那些粘稠的精斑糊满了吴鸦那两颗由于极度收缩而变得如核桃般坚硬的睾丸,那些半透明的拉丝状黏液在两人每一次由于余韵而产生的微小摩擦中,被拉扯成无数条晶莹且散发着浓郁淫欲气息的蛛网。

        整整十几股浓浊的精液,将那具丰饶的母体灌溉得如同一只被彻底填满的水囊。

        吴鸦那原本因快感而僵直的身体,在射精结束后,像是一具被抽空了灵魂的破布娃娃,骤然软倒。

        他那张大张着嘴、流着涎水的脸再次埋进了柳婉音那被奶水浸透、散发着混合腥香的深邃乳沟之中,那根仍在极其缓慢抽搐、却并未滑出的肉茎,就这样死死地堵在了那满载着原罪与生命的、溢满白浊的肉缝里。

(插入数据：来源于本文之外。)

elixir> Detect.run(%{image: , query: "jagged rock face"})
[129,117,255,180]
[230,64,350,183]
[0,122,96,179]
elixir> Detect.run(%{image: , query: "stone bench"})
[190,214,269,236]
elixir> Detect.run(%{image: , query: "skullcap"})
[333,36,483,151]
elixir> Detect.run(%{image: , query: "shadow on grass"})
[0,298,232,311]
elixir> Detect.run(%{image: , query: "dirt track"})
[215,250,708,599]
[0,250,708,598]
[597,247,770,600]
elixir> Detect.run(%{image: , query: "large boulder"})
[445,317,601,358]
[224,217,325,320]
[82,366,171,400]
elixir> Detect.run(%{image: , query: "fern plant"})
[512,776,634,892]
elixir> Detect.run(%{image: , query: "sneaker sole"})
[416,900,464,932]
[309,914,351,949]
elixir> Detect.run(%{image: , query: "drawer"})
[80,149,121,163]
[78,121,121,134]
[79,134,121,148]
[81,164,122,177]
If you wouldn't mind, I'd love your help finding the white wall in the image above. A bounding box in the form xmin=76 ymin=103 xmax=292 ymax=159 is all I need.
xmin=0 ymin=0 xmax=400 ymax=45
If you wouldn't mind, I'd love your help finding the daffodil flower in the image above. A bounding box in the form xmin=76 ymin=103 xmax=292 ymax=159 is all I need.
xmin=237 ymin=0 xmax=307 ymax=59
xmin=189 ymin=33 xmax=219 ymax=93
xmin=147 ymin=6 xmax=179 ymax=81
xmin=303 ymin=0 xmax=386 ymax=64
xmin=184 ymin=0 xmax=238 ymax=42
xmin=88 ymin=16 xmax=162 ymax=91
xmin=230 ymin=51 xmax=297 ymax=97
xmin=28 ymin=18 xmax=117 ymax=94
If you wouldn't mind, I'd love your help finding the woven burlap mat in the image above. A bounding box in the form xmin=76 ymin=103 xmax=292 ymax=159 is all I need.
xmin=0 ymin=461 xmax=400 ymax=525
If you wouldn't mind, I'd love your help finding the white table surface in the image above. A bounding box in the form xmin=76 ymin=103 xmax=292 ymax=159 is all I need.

        在这场几乎将彼此灵魂都搅碎的荒唐情事余韵中,屋子里的空气粘稠得仿佛能滴出水来。

        吴鸦那具年轻、精悍却又透着几分单薄的身体,在发泄完最后一点精潮后,彻底瘫软在柳婉音那对如棉花团般丰腴的巨乳之间,他那张还挂着未干涎水与泪痕的稚嫩脸庞,随着由于脱力而产生的细碎呼吸,有节奏地起伏着。

        柳婉音那双布满潮红、尚且带着迷离水汽的长睫颤了颤,她低头看着怀中这个被本能支配得近乎癫狂、此刻却乖顺得如同一只雏鸟般的儿子,眼中原本的惊惶与羞耻竟在那股汹涌而来的、病态的母性本能中,悄然融化成了令人心碎的怜爱。

        她挣扎着坐起身,那对沉甸甸、还挂满乳汁与精斑的雪乳随着动作在大腿根部剧烈晃动。

        她并没有推开瘫倒的幼崽,而是伸出那双如葱根般白润、却被抓弄得满是红痕的手,颤抖着环住了吴鸦的腋下,小心翼翼地将他那根依然深埋在自己体内、由于射精结束而显得有些疲软却依旧挺立的肉柱抽离了出来。

        随着那‘啵’的一声、如同拔出塞紧的湿木塞般的湿润响声,一股浓稠到近乎浆糊状态的、混合了母乳与精液的奶白色浆流,顺着柳婉音那由于过度扩张而无法立刻合拢、正颤巍红肿的花唇‘咕嘟咕嘟’地涌了出来。